Ultimately, Sheer and Gankofskie hope medical students who take the course leave with the confidence and excitement to have these kinds of big-picture discussions with their patients.
“We want them to enjoy the two weeks that they take the course with us and find it engaging and interesting, so that it actually adds to their toolkit,” Gankofskie said.
Abby Balaraman, an alumna of UF’s undergraduate nutritional sciences program, is one of the medical students looking forward to taking Food is Medicine. It’s a subject near and dear to her heart as one of the first members of the Lifestyle Medicine Discovery Pathway and a former clinical researcher at the Yale School of Medicine, where she studied the intersection of obesity, bariatric surgery, eating behaviors and obesity pharmacotherapy.
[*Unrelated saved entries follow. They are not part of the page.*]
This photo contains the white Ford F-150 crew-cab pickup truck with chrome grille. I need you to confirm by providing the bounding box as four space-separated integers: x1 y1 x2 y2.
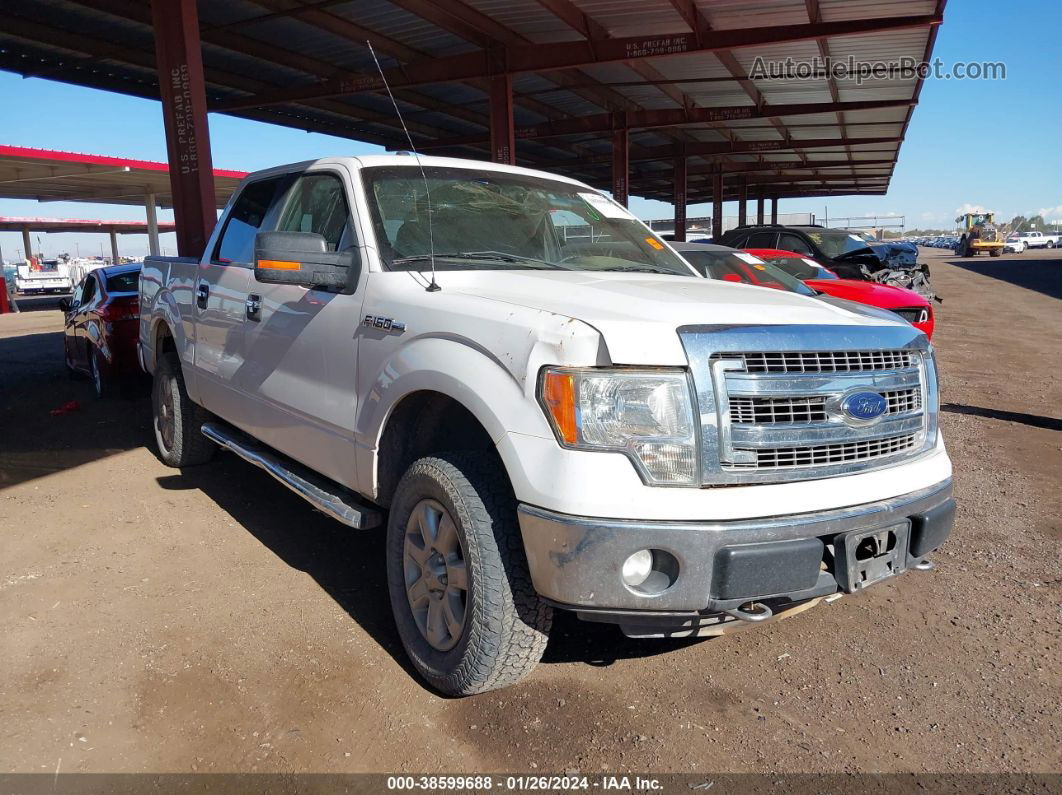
139 155 955 694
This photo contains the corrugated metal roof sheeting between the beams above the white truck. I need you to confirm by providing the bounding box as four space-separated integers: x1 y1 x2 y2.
0 0 944 198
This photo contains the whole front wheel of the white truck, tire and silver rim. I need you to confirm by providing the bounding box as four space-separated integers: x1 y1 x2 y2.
387 452 552 695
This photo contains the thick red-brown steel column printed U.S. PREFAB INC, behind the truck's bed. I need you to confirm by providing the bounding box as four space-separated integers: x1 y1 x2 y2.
151 0 218 257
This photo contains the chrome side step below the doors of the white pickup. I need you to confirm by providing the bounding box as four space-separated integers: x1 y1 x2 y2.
202 422 383 530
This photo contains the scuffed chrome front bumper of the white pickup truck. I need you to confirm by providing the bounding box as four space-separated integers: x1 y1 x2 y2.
519 480 955 621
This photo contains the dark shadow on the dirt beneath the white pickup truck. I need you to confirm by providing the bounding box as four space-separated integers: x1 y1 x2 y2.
157 454 698 684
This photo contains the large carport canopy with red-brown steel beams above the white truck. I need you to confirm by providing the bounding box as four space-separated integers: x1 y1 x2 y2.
0 0 946 246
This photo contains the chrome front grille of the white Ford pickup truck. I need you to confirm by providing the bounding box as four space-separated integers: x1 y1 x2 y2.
679 322 938 487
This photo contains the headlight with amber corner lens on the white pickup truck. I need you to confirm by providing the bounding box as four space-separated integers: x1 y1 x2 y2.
538 367 697 485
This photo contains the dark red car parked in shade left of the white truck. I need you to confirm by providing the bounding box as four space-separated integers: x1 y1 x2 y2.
59 264 140 397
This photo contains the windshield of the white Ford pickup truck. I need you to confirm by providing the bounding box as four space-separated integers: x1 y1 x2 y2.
361 166 695 276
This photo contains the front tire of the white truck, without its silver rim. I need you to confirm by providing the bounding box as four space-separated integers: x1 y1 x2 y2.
387 452 552 695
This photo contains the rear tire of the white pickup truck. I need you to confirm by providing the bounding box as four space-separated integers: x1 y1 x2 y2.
151 353 217 468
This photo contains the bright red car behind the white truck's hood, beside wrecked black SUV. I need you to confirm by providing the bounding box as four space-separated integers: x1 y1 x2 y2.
744 248 935 340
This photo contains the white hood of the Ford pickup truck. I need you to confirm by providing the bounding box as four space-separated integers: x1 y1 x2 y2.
439 271 906 366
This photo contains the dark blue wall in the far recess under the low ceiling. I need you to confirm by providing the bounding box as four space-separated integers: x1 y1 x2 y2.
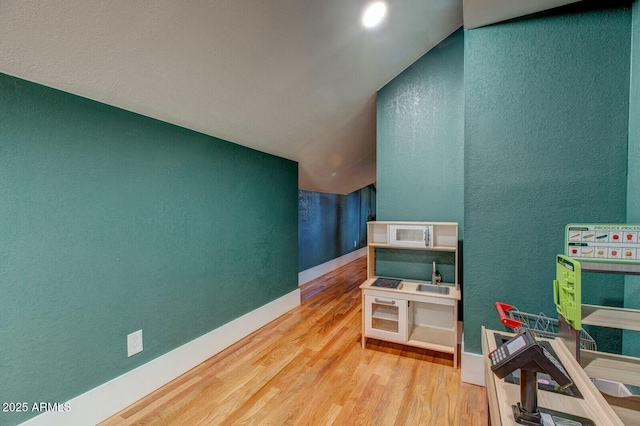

Balaraman also serves as founder and co-president of the medical student lifestyle medicine interest group and a data coordinator for the Mobile Food Pharmacy at UF’s free, student-run Equal Access Clinic Network.
“I am particularly excited about the interdisciplinary nature of the Food is Medicine elective,” she said. “A strong nutrition curriculum helps equip future physicians to approach these discussions in a more empathetic, nonjudgmental and patient-centered way. It also prepares us to have more practical, actionable discussions with patients, whether helping them make small, sustainable dietary changes or connecting them with appropriate resources such as dietitians or community programs.
“If we don’t learn how to use food as medicine, we are missing a critical piece of patient care.”